According to the invention, the reaction in step (a) is carried out from 200 to 370 ° C, preferably from 220 to 350 ° C, particularly preferred from 240 to 320 ° C. The reaction in step (a) is usually carried out under super atmospheric pressure, the pressure that is chosen as a rule is from 0.1 to 50, preferably from 5 to 25, MPa, so that the reaction mixture of preference is present as a liquid phase. The reaction time in reactor A depends essentially on the parameters of the chosen process and is generally from 20 to 180, preferably from 20 to 90 minutes in a continuous process, as a rule, the conversion decreases in the case of times reaction times, while observations to date have shown that oligomers are formed that cause some problems during prolonged reaction times. The cyclization (step (a)) is preferably carried out continuously in a reactor A, preferably in a tube reactor in a stirred kettle or in a combination thereof. The cyclisation (step (a)) can be carried out in batch form. In this case, the reaction time is usually from 30 to 180 minutes. According to the invention, the discharge of the reactor A is a mixture I consisting essentially of 50 to 98,
preferably from 80 to 95% by weight of water and 2 to 50, preferably from 5 to 20%, by weight of a mixture consisting essentially of 50 to 90, preferably 65 to 85% by weight of caprolactam and of 10 to 50 preferably 15 to 35% by weight of a high boiling fraction (hereinafter referred to as high boilers).
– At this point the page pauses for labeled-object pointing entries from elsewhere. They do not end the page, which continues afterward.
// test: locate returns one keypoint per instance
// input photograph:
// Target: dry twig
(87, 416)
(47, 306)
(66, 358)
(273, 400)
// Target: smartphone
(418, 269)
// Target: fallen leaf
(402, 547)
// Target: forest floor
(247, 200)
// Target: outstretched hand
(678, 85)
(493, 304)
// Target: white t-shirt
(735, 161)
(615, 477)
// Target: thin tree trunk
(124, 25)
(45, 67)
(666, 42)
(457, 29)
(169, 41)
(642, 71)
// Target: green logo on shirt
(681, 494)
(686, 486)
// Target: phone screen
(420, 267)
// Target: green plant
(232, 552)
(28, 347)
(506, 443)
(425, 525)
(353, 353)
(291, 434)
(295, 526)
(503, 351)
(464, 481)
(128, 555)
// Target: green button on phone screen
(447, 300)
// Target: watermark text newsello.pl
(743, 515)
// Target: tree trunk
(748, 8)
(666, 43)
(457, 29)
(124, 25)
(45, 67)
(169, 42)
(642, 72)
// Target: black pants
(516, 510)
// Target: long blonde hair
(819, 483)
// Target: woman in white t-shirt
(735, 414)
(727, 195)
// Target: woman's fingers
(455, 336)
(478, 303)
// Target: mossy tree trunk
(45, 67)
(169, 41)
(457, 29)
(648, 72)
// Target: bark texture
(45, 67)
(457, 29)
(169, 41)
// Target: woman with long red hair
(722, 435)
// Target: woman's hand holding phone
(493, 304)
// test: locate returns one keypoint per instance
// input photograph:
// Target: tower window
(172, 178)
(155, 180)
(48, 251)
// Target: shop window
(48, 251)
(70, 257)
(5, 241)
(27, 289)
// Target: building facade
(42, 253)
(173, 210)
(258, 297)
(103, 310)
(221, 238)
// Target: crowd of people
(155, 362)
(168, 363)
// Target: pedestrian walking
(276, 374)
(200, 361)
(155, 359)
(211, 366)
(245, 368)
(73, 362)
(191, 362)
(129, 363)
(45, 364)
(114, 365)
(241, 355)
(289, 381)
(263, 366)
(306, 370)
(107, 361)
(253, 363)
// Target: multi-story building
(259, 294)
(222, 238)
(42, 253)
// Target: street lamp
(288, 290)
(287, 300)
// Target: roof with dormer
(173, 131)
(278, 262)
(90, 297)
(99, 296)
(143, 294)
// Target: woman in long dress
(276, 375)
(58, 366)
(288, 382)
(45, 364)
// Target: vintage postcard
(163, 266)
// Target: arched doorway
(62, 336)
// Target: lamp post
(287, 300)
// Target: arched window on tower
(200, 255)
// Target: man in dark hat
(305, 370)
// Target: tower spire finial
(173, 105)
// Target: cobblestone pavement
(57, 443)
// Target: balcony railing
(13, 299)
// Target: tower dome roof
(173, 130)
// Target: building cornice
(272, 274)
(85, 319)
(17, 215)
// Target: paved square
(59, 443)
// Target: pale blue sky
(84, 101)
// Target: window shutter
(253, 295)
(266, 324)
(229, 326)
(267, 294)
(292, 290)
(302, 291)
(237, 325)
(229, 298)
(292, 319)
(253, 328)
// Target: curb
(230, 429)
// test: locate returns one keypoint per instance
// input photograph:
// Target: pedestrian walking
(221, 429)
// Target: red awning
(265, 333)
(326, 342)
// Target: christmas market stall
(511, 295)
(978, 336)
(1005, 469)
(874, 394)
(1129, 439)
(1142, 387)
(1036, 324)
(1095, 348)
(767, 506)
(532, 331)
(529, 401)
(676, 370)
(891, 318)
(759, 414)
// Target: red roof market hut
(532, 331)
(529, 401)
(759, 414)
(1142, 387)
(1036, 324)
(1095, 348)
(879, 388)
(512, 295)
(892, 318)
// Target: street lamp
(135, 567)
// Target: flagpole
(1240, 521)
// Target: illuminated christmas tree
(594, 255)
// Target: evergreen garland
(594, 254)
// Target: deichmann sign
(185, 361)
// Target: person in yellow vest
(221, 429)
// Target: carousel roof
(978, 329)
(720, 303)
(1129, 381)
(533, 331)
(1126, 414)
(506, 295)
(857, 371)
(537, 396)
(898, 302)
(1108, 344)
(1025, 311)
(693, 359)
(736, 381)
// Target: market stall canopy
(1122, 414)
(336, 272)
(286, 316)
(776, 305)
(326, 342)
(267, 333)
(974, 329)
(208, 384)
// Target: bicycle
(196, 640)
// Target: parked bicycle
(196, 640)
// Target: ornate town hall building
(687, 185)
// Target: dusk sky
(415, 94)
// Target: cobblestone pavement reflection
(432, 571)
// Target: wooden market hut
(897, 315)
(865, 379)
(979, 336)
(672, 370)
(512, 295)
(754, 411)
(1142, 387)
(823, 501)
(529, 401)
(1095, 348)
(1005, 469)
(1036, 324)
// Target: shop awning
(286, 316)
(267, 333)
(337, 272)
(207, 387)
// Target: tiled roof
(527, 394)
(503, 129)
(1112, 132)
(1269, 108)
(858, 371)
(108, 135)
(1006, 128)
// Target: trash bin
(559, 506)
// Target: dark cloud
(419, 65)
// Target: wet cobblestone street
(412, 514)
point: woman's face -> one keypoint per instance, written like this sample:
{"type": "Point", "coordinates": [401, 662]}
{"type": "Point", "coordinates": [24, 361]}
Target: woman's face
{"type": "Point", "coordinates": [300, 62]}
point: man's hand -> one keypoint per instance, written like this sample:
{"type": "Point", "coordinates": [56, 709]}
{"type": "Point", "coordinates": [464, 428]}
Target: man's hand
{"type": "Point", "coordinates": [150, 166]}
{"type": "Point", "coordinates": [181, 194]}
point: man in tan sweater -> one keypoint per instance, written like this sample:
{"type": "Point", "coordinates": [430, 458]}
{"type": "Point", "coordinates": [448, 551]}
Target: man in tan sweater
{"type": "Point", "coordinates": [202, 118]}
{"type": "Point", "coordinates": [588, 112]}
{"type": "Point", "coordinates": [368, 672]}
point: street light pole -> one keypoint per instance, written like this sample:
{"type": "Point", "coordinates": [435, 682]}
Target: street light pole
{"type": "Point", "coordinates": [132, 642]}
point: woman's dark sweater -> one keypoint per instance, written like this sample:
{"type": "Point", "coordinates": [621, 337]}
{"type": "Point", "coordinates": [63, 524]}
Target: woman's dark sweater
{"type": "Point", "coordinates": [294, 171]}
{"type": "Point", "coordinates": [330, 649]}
According to the invention, the water contained in the mixture I is eliminated in step (b) by a conventional method, preferably by distillation to give a mixture II consisting essentially of caprolactam and the high boilers. In a preferred embodiment a distillation is carried out under reduced pressure from 10 to 500, preferably from 50 to 350 mbar (from 1 to 50, preferably from 5 to 35 MPa), the vacuum distillation column that is used is from 2 to 20, preferably from 4 to 10 theoretical plates. According to the invention, the mixture II obtained in step (d) is separated by distillation in step (c) in a fraction containing caprolactam (upper product) and a fraction containing the high boilers (lower product). The distillation in step (c) is preferably carried out from 0.1 to 100, preferably from 1 to 20 mbar (0.01 to 10, preferably from 0.1 to 2 MPa). Observations to date have shown that the yield of caprolactam after this distillation is 50 to
90, preferably 65 to 85% by weight based on the amount of 6-aminocapronitrile. According to the invention, the high boilers obtained in step (c) can be worked by three different methods. In stage (di) the high boilers of stage (c) are fed to reactor A of stage (a) or In (d2) the high boilers are heated in the same manner as in step (a) in another reactor B and then worked in the same manner as in steps (b) and (c) to give more caprolactam, the High boilers are preferably mixed with 5 to 25 times, preferably 10 to 15 times the weight of the water and then heated to 200 to 350 ° C, preferably from 280 to 320 ° C in a B reactor at a time of residence from 30 to 120, preferably from 45 to 90 minutes, or. In step (d3) the high boilers are heated under reduced pressure, in general from 1 to 50, preferably from 1 to 10 mbar (0.01 to 5, preferably 0.01 to MPa) in the presence of a base, as a rule from 1 to 10, preferably from 1 to 3% thereof, in a tube reactor, from 200 to 400 ° C, preferably from 280 to 320 ° C, and the reaction mixture is worked to give more caprolactam, preferably by distillation, preferably from 1 to 50, particularly preferred from 1 to 10 mbar (from 0.01 to 5,
particularly from 0.01 to 1 MPa). In a preferred embodiment, a distillation column having from 2 to 20, particularly preferred from 5 to 10 theoretical plates is used. The base that is preferably used is an alkali metal hydroxide, such as sodium hydroxide or potassium hydroxide or a mixture thereof. The advantage of the novel process is that the caprolactam is obtained with a high selectivity and in a high yield starting from 6-aminocapronitrile in liquid phase without a catalyst in short reaction times.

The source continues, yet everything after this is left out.